Call it a perfect storm of anti iPhone 4 propaganda, but it could lay the groundwork for one of the most successful Android phone launches yet. After all, the Droid X is a pretty impressive phone in its own right - iPhone flubs or not.
On Monday, Consumer Reports confirmed what a number of disgruntled Apple customers have been complaining about since the day the iPhone 4 hit the shelves--holding the phone in a particular way will cause the phone to lose signal strength and even drop calls.
The iPhone 4, which officially landed in consumer's hands less than a month ago, has been criticized in the press for its design flaws--including antenna problems and screen discoloration.
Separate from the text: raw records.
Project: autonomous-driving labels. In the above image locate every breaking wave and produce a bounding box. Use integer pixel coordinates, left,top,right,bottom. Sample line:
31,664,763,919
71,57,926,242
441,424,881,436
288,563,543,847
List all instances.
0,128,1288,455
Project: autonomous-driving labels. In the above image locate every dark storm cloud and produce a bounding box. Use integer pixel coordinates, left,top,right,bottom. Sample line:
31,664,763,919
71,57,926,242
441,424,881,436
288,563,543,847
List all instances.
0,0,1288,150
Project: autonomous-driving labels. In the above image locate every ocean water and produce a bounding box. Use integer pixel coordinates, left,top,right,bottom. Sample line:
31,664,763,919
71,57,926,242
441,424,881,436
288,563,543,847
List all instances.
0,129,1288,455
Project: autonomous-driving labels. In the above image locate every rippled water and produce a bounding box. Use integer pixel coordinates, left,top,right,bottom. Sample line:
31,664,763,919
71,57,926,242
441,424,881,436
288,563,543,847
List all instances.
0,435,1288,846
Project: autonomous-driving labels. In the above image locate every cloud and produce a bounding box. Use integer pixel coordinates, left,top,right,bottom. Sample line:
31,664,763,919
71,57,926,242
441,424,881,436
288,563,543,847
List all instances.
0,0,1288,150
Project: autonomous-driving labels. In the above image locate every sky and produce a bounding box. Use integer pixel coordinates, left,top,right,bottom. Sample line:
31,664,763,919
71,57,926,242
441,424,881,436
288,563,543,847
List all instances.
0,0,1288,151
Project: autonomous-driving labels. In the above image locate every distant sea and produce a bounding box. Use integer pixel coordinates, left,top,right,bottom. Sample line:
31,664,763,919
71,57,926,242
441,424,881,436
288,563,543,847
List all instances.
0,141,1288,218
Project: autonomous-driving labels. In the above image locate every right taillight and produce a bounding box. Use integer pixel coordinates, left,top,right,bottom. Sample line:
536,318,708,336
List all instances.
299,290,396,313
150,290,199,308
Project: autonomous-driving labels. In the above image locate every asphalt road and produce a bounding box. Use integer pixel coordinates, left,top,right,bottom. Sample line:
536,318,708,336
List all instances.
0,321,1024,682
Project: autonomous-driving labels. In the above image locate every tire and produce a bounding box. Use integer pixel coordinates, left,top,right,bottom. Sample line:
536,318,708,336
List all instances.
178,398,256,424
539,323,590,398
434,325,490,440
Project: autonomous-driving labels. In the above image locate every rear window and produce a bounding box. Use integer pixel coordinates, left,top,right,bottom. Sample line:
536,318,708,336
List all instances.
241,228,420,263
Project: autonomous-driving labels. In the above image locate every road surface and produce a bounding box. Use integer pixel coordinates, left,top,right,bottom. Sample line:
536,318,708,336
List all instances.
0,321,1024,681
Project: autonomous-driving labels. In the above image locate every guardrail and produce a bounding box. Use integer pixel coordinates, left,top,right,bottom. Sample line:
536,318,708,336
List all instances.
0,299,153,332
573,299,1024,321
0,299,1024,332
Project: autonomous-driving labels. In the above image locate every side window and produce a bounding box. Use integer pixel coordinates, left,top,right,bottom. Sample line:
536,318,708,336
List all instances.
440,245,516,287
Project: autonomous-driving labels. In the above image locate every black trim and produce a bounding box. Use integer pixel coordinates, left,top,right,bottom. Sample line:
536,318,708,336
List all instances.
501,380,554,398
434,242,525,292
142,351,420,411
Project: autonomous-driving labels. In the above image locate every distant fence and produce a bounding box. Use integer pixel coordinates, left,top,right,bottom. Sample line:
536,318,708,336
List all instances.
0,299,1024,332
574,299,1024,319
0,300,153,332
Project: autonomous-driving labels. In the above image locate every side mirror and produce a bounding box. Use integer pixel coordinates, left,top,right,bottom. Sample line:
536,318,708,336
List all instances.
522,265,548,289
Its antenna problems particularly stood out--not only because one of the phone's selling points was its new antenna design, but also because users found that holding the phone as a normal person might hold a cell phone was what caused the problems.
Apple first released a statement regarding the iPhone 4's antenna problems, basically trying to pawn the problem off as a "software issue." According to Apple, the iPhone software formula for displaying signal bars was just "totally wrong." A few days later, Apple admitted that there might be a hardware problem, and that users should simply avoid touching the lower left corner of the phone or purchase a $29 "bumper" case to fix the issue.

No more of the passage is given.